What they love especially is that it's now possible to have a standard way for customers to relate to companies. The problem today is that every company's CRM (customer relationship management) system is a silo, each with its own silo'd “relationships” with customers, all of which are governed at call centers by IVR (Interactive Voice Response) systems, followed by scripted interactions when a customer gets through to a human being. If ways can be found to normalize the protocols of genuine relationships between companies and customers, the work of the call center can be made far more easy and efficient. In fact, the only way that can happen is if the customer's side does the normalizing.

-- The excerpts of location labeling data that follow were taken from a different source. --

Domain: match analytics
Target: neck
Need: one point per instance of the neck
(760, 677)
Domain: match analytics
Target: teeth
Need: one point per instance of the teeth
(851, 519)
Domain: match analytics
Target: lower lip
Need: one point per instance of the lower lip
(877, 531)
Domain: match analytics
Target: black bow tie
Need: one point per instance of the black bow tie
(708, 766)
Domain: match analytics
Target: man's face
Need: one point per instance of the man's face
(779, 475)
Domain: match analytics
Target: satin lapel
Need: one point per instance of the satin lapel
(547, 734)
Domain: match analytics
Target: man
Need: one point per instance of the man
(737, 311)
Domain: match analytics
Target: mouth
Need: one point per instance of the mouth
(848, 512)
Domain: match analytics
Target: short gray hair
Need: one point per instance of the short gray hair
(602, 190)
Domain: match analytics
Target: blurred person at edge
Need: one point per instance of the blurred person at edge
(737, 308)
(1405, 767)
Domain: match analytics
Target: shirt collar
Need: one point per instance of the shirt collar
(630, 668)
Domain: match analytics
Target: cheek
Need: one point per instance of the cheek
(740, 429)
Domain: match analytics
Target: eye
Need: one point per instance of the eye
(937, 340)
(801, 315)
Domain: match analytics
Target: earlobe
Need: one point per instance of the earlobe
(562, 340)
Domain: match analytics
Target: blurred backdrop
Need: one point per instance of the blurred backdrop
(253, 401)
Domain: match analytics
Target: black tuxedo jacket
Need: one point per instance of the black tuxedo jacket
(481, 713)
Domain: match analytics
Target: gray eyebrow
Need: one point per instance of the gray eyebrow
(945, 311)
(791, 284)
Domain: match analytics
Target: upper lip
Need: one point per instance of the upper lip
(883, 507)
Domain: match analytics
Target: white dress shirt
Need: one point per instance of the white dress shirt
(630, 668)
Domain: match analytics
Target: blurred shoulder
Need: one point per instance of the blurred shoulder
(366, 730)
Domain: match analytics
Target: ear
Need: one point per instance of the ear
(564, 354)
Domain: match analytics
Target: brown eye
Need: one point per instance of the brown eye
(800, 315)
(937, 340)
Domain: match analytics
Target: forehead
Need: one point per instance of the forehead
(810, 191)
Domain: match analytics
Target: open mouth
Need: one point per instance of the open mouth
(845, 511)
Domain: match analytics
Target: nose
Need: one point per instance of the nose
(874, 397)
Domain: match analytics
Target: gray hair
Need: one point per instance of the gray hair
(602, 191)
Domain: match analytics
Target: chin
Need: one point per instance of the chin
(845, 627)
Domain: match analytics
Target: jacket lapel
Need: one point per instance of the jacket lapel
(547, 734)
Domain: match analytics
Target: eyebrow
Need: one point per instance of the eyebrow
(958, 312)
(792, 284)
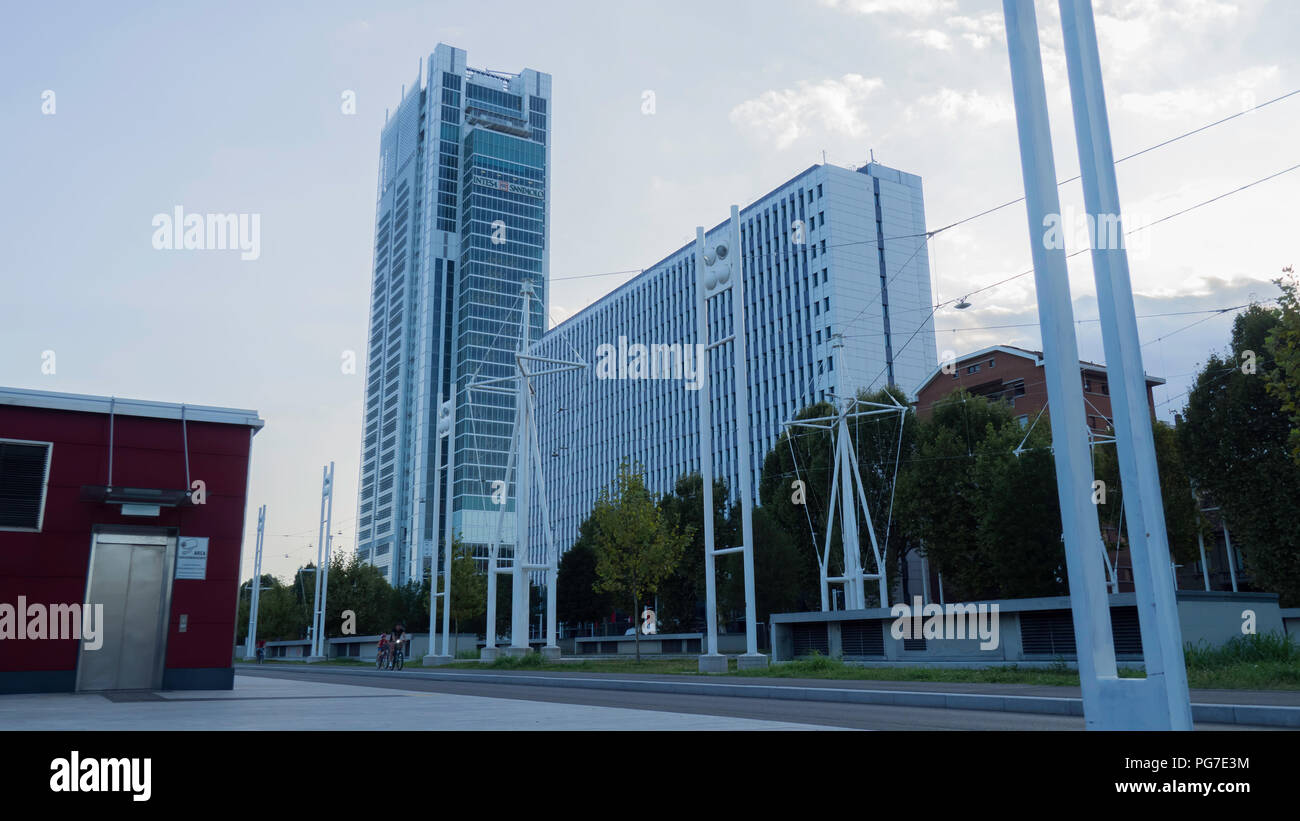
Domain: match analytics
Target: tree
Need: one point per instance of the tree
(1235, 438)
(576, 598)
(1283, 346)
(360, 587)
(683, 591)
(794, 489)
(1182, 518)
(635, 546)
(939, 498)
(468, 586)
(880, 447)
(1018, 512)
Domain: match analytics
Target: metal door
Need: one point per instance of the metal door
(130, 576)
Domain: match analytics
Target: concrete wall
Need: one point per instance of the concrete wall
(1204, 617)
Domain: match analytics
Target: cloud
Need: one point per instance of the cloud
(911, 8)
(953, 105)
(979, 31)
(932, 38)
(1233, 92)
(832, 105)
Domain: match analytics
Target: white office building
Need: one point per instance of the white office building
(460, 224)
(830, 252)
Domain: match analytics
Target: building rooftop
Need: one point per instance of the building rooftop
(86, 403)
(1027, 353)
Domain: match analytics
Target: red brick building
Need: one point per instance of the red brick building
(122, 518)
(1015, 376)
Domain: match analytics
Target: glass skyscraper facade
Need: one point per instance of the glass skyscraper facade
(462, 224)
(830, 253)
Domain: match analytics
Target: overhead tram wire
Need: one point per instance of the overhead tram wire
(1127, 231)
(1213, 312)
(996, 208)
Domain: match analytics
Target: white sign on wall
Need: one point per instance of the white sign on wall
(191, 557)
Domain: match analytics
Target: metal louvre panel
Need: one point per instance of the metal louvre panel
(1125, 630)
(1049, 633)
(809, 638)
(1052, 633)
(22, 483)
(862, 638)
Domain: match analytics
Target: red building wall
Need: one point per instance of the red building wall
(51, 567)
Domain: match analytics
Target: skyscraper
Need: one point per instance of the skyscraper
(462, 222)
(831, 257)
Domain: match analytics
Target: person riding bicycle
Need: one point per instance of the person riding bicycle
(398, 631)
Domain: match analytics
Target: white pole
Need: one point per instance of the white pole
(853, 587)
(449, 533)
(251, 644)
(433, 557)
(1135, 443)
(320, 554)
(742, 431)
(1088, 602)
(706, 450)
(523, 489)
(329, 539)
(1227, 548)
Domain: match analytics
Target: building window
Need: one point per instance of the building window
(24, 473)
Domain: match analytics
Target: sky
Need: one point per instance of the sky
(663, 116)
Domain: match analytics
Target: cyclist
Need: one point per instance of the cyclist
(398, 631)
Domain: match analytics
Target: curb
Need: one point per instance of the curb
(1253, 715)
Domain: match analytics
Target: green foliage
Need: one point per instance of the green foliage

Once that happens, both sides can learn far more from each other, in far better ways. If the product is the platform for a genuine two-way relationship, both company and customer are in far better positions to learn from each other. Companies can update manuals and provide notices of firmware updates. Customers can tell companies directly what's working or not working, how the product might be improved and what new products the company might consider making.
We also can start to evolve past the current marketing system, by which makers and sellers labor constantly to entrap and coerce customers into restrictive dependencies. Communications inside silo'd coercive systems tend to be far more restrictive, and far less useful, than communications between free and independent parties who are ready and able truly to help each other.
At this point, as T.Rob says in his article in this issue, we're still at the beginning of whatever it is we'll make of personal clouds. CloudOS itself is about where Linux was in the months after Linus wrote “I'm doing a (free) operating system...”. But the population of available hackers for personal cloud projects is several orders of magnitude larger than the one to which Linus wrote. Yet, the challenge is remarkably similar: take something that has been purely corporate (in this case, “the cloud”), make it personal, and then ramp it out to everything it might conceivably work on, improving it along the way, and not stopping.
The result, if all goes according to plan, is a true Internet of Things and the reframing of business around fully useful relationships between customers and companies—or, for that matter, between anybody and anything.